My decision to become a journalist came somewhere during my sophomore year in high school. I had this amazing teacher, Mrs. Lindskog. As early as second grade I had written short stories; I read everything I could get my hands on. But Mrs. Lindskog just let me know that I knew how to capture the moment in words.
From there I joined the high school newspaper. Kathleen Burke was the editor. I worshipped her intelligence. Only recently I learned she had died. Still have no idea how or when. Dick Teresi and Doug Armstrong were also on the newspaper team. Lost touch with both of them after our 20th high school reunion when we stole silverware from the hotel. Chuckle.
In high school, I was in the AP classes, which today would classify me as a geek. All I knew back then is that I felt I belonged with these people and not with the class council or cheerleaders. I wanted to interview the quarterback for the football team not date him. I called him for an interview and he never called me back.
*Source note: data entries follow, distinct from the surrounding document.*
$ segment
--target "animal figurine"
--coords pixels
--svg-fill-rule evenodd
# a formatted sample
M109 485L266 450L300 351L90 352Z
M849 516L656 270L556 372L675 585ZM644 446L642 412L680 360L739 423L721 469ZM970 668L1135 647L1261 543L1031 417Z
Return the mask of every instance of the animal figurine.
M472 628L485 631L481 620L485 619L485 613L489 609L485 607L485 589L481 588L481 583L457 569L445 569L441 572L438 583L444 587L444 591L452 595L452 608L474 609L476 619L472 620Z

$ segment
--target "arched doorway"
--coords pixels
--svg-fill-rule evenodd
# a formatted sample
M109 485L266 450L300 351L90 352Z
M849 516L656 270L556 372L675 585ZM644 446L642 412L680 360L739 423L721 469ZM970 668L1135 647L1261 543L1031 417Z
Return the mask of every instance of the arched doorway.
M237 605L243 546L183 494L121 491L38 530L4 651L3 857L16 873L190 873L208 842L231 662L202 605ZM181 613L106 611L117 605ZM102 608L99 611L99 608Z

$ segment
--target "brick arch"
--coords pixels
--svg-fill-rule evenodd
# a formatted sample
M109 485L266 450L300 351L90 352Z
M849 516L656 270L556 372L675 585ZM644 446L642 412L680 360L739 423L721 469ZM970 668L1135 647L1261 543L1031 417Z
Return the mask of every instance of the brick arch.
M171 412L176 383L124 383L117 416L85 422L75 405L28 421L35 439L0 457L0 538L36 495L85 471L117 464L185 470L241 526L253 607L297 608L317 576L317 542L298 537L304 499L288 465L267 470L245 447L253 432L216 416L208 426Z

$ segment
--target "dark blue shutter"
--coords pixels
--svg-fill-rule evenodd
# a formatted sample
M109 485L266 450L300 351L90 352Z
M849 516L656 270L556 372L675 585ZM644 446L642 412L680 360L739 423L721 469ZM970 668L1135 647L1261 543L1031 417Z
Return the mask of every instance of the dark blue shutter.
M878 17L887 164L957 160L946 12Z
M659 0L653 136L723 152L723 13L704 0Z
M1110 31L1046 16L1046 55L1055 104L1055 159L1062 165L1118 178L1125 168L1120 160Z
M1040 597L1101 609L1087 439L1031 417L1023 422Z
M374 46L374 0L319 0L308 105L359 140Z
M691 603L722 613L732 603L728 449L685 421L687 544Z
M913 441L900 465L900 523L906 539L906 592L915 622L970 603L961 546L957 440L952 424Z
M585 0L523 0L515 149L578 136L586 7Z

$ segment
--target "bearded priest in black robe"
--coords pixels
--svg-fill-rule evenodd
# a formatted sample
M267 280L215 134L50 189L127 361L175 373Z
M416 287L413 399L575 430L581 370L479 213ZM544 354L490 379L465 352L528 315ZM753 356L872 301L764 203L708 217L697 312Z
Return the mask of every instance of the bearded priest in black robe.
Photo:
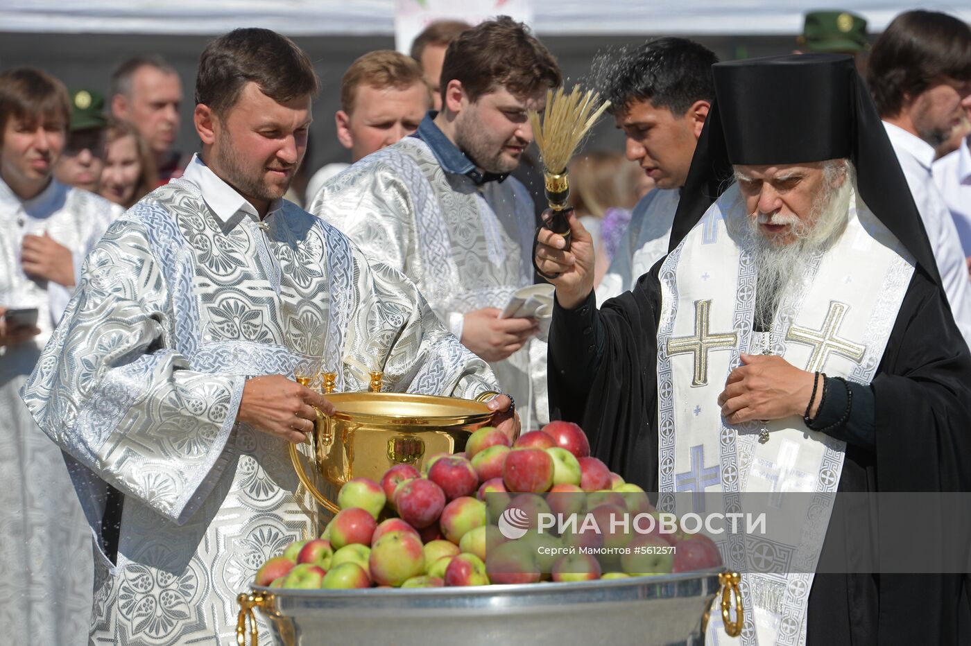
M971 486L971 357L877 112L846 56L713 71L672 247L633 291L598 309L589 235L539 235L552 415L649 491L819 502L781 576L723 546L741 643L959 643L960 575L813 573L833 493Z

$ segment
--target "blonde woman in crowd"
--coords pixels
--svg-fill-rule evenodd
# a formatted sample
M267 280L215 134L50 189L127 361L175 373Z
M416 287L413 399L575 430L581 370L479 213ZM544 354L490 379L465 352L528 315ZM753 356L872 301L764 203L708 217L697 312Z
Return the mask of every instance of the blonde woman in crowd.
M108 152L101 172L101 197L129 209L155 187L155 161L134 127L112 119Z

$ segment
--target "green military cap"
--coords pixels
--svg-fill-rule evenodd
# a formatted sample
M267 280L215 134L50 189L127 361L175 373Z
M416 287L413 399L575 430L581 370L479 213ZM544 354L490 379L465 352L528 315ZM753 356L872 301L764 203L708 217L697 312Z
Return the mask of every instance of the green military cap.
M798 39L807 51L855 53L866 51L866 19L841 11L809 12Z
M105 116L105 97L96 90L71 90L71 132L104 128L108 125Z

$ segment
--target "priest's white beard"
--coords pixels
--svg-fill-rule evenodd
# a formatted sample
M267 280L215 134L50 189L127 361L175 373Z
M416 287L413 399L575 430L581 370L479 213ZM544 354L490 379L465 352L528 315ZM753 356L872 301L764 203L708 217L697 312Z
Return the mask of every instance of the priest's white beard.
M803 289L807 270L813 258L828 249L846 228L849 219L853 177L842 160L823 167L822 190L813 200L813 210L806 220L795 215L751 213L745 218L745 247L752 249L757 283L755 288L755 328L768 331L783 297ZM846 178L834 186L841 174ZM779 239L791 238L787 244L777 244L758 225L785 224L788 230Z

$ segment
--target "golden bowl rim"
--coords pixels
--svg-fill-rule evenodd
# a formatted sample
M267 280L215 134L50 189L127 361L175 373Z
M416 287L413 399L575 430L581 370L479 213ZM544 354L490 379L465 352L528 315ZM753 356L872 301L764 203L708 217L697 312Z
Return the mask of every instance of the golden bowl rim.
M324 398L333 402L336 410L332 417L346 421L354 422L375 422L381 423L411 423L416 419L420 419L421 426L452 426L478 424L487 421L492 416L492 411L482 402L466 400L458 397L445 397L442 395L418 395L415 393L370 393L370 392L347 392L328 393ZM397 415L393 413L367 413L367 412L348 412L341 410L341 401L345 400L387 400L388 404L394 402L412 402L428 404L440 404L450 407L463 406L468 408L468 412L450 415L421 415L418 417L412 415Z

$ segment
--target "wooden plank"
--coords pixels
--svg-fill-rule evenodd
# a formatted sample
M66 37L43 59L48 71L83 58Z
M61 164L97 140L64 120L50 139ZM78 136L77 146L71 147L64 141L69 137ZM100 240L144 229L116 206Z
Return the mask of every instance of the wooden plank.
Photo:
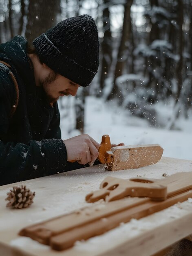
M168 185L168 196L172 196L179 189L183 191L192 188L192 173L177 173L165 178L163 184ZM192 192L187 193L186 195L183 194L184 199L182 195L175 195L159 202L150 202L148 198L128 198L101 204L100 207L98 205L85 207L71 214L25 228L20 234L29 236L42 243L51 243L55 249L63 249L71 246L77 240L85 240L103 234L121 222L127 222L132 218L139 218L179 201L183 202L192 196ZM104 218L108 221L104 222Z
M153 164L159 161L163 151L159 144L114 147L109 152L110 159L105 167L113 171Z

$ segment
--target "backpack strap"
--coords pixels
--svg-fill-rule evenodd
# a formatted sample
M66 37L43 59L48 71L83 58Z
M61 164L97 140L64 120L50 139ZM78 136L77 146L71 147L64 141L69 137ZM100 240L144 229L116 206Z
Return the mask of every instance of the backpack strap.
M9 68L11 67L11 66L9 64L7 64L6 62L4 62L4 61L0 61L0 63L4 64L4 65L5 65ZM19 102L19 87L18 86L18 84L17 82L17 80L16 80L16 78L13 75L13 73L11 70L9 71L9 74L11 77L13 81L13 82L15 89L16 91L16 99L13 106L11 108L10 113L10 117L12 117L15 112L17 107L18 105L18 103Z

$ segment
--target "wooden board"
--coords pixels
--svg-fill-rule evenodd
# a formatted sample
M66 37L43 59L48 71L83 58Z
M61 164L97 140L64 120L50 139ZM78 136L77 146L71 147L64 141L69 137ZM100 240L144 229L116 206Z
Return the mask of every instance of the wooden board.
M160 181L154 184L159 185ZM77 240L102 234L121 222L140 218L192 197L192 191L188 191L192 189L192 173L173 175L165 179L161 184L168 186L168 199L163 202L151 202L148 198L128 198L101 204L100 207L93 205L27 227L20 234L62 250L71 247ZM183 191L186 192L179 193Z
M163 151L158 144L114 147L109 152L110 160L105 168L113 171L154 164L161 159Z
M12 184L0 186L0 255L6 256L149 256L186 236L192 230L192 203L185 202L112 230L64 251L56 252L29 238L18 235L33 223L86 207L85 195L98 189L106 176L123 179L143 176L165 179L181 171L192 172L192 161L163 157L156 164L109 173L102 165L42 177L15 185L26 185L36 195L34 204L21 210L6 207ZM129 254L128 254L129 255Z

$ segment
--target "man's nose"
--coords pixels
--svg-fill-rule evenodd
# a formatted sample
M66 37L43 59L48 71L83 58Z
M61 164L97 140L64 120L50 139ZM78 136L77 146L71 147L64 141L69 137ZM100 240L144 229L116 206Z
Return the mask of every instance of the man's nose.
M76 86L75 88L71 89L70 90L69 93L72 96L75 96L77 94L79 86Z

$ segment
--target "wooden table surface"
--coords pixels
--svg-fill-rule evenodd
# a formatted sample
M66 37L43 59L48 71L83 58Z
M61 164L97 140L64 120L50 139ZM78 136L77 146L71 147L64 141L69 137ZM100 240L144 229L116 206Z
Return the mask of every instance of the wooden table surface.
M22 209L6 207L6 193L13 184L0 186L0 255L151 255L192 233L191 199L140 220L132 219L87 241L78 241L63 252L17 234L24 227L88 205L85 195L97 189L107 176L163 179L164 173L191 171L192 161L162 157L155 164L138 169L108 172L100 165L17 182L14 185L24 184L36 193L34 204Z

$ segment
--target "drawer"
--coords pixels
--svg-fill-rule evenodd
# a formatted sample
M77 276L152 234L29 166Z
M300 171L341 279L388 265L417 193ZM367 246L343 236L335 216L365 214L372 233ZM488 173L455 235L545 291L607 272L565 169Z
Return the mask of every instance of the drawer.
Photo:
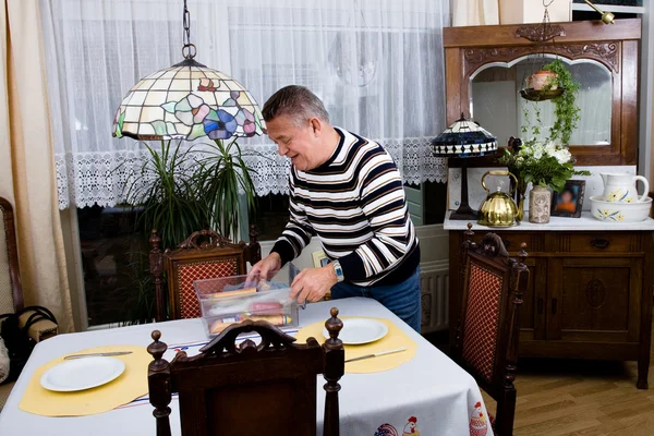
M542 251L542 243L537 243L536 245L538 246L534 246L534 242L540 242L542 240L542 235L528 232L510 232L506 230L498 230L494 229L493 232L497 233L501 238L501 242L504 242L505 247L510 253L518 252L520 250L520 244L523 242L526 244L526 251L530 253L534 251ZM479 243L486 233L488 232L476 231L472 240Z
M589 232L559 235L560 252L577 253L635 253L642 251L638 233Z

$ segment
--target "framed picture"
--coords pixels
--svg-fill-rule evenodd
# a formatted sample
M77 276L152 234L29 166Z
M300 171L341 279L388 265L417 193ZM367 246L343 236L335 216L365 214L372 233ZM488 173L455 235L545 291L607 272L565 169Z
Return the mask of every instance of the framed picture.
M313 252L311 254L311 257L314 261L314 267L315 268L319 268L322 266L325 266L329 263L329 257L327 257L327 255L325 254L324 251L319 251L319 252Z
M583 193L585 181L568 180L561 192L554 192L552 195L552 216L553 217L581 217L581 207L583 205Z

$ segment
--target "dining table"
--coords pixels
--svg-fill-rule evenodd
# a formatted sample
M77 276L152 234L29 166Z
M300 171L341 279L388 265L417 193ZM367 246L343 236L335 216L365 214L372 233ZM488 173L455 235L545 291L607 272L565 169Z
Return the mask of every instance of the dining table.
M300 313L300 327L327 319L331 307L339 310L339 317L386 319L416 344L413 358L397 367L364 374L347 372L343 375L339 392L341 435L493 435L474 378L375 300L349 298L308 304ZM150 334L155 329L161 331L161 340L169 347L165 354L168 360L178 350L196 354L209 340L206 324L202 318L192 318L65 334L39 342L0 412L0 435L155 435L154 408L147 395L108 412L85 416L43 416L20 408L35 371L41 365L98 346L147 347L153 341ZM316 339L319 342L324 340ZM146 371L143 377L147 377ZM316 419L318 434L322 434L325 404L322 375L316 383ZM170 407L172 434L181 435L177 396L173 396Z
His last name was "Peterson" which was worth about six pages in the Robbinsdale phone book.
Fast forward to the University of Minnesota School of Journalism. I loved it there. I remember when Kennedy was shot; I remember when Cronkite lost his composure when he was reporting the news. I have trouble imagining any of today's anchors losing their composure.
Luckily I got to practice the art of journalism long before newspapers became archaic and long before Brian Williams and Katie Couric became the norm for the evening news. I no longer watch the evening news. I do read the New York Times every day. It's the only journalism that I trust.